Purple Vision vs Pastel violet
Where Purple Vision belongs to Cloverdale Paint's range, Pastel violet is a RAL Classic color. Purple Vision reads as blue-purple, while Pastel violet reads as grey-purple — two distinct hue families, not close cousins. Purple Vision (LRV 37) reflects noticeably more light than Pastel violet (LRV 28), a difference of 9 points that becomes especially apparent in rooms with limited natural light. With a ΔE of 19.4, the contrast is hard to miss. These aren't variations on a theme — they're two different answers to the same question. Below you'll find 1 real-room photo comparison where both colors appear side by side, plus 5 simulated room previews.
Purple Vision vs Pastel violet in Real Spaces
1 real room side by side. Seeing Purple Vision and Pastel violet in actual rooms makes the difference concrete; browse the spaces below to get a feel for how each color lives on a wall.
Living Room
In a living room, color works across both daylight and evening light — the same wall can read very differently at noon and at 8pm. The LRV gap is large enough that Purple Vision will make the room feel meaningfully brighter than Pastel violet would.
Color Details
Purple Vision vs Pastel violet Simulated Comparison
5 simulated room previews — drag the slider on each to see Purple Vision on one side and Pastel violet on the other.

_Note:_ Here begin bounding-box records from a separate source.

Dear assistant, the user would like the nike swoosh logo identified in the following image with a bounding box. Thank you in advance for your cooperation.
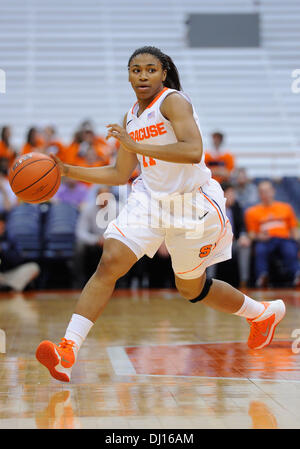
[261,324,271,337]
[198,211,208,220]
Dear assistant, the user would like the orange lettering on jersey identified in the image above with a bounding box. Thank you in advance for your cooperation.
[199,245,212,259]
[156,122,167,136]
[139,128,145,140]
[149,125,158,137]
[129,122,167,142]
[143,156,148,168]
[144,126,150,139]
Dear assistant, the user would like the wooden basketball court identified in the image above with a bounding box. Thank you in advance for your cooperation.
[0,289,300,429]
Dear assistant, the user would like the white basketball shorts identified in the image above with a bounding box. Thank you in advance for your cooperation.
[104,179,233,279]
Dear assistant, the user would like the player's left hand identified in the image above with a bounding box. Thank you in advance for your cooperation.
[106,123,136,153]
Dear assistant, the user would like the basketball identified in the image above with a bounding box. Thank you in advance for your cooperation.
[8,153,61,203]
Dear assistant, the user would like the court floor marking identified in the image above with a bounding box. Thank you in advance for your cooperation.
[106,340,300,384]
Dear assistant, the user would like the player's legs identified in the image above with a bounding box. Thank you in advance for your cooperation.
[75,239,138,323]
[36,239,137,382]
[175,272,244,316]
[175,273,285,349]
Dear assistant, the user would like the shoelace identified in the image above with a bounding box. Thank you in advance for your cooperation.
[251,322,261,338]
[58,338,75,351]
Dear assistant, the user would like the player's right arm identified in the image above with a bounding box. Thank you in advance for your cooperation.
[51,114,138,186]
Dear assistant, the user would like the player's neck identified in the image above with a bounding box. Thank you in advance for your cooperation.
[137,86,164,117]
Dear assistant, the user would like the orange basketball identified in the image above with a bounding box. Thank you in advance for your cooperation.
[8,153,61,203]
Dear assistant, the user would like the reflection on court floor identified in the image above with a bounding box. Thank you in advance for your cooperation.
[0,290,300,429]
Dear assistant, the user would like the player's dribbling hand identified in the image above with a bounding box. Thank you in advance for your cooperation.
[50,153,67,176]
[106,123,136,153]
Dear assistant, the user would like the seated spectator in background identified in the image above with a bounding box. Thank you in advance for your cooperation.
[0,158,18,213]
[21,128,44,154]
[245,181,300,287]
[0,214,40,292]
[52,177,89,209]
[43,126,65,161]
[213,183,251,287]
[0,126,16,169]
[234,168,259,209]
[65,130,109,167]
[205,132,235,183]
[73,186,116,288]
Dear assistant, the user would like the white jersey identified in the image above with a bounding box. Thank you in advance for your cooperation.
[126,87,211,199]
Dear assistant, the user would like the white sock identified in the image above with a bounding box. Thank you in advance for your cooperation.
[65,313,94,350]
[234,295,265,319]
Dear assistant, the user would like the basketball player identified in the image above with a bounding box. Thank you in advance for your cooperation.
[36,47,285,382]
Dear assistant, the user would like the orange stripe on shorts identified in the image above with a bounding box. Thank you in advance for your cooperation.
[113,223,125,237]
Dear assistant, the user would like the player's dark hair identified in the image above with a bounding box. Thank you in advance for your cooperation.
[26,127,37,146]
[128,46,182,90]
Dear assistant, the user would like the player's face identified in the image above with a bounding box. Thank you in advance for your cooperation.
[129,53,167,100]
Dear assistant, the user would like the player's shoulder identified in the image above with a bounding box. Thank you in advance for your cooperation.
[160,89,192,115]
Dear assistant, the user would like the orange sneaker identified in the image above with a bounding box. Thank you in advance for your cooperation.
[35,338,77,382]
[247,299,285,349]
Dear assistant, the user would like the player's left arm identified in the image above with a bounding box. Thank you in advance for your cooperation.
[107,93,203,164]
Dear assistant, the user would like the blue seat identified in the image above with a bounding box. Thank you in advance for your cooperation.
[7,203,42,260]
[44,203,78,259]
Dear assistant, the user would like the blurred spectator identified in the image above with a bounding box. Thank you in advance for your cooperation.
[212,183,251,287]
[246,181,300,287]
[21,128,44,154]
[205,132,235,183]
[0,126,16,169]
[43,126,65,161]
[52,177,89,208]
[0,214,40,291]
[64,130,110,167]
[73,186,116,288]
[0,162,18,213]
[235,168,259,210]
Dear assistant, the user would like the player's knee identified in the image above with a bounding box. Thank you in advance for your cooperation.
[175,276,206,300]
[95,251,128,282]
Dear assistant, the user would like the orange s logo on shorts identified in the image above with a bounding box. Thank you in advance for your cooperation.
[199,245,213,258]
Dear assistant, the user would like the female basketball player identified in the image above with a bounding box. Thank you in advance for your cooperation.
[36,47,285,382]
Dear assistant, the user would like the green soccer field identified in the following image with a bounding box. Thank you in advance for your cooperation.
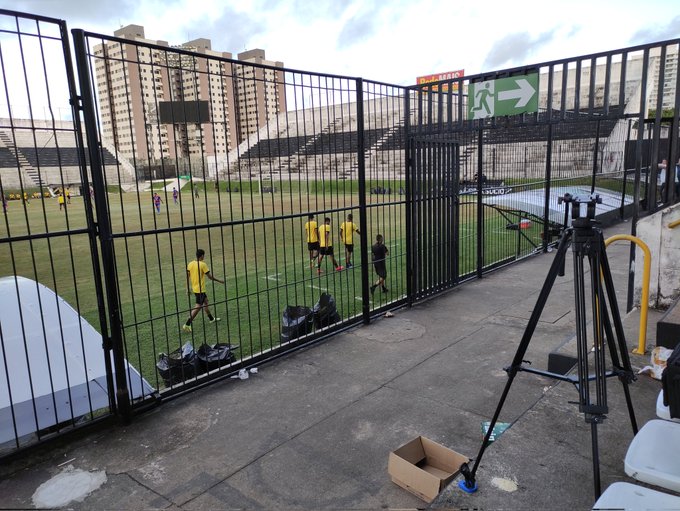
[0,185,540,388]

Digital color is approximate. These simulations are generated from the manufacturer's hex values and overlaid on grayscale room photos — your screen's calibration, brightness, and viewing angle all affect how they render. Before committing to either color, test physical samples in your own space under the light you actually live with.
More Purple Vision comparisons
See how Purple Vision stacks up against other well-photographed colors across different brands and tones.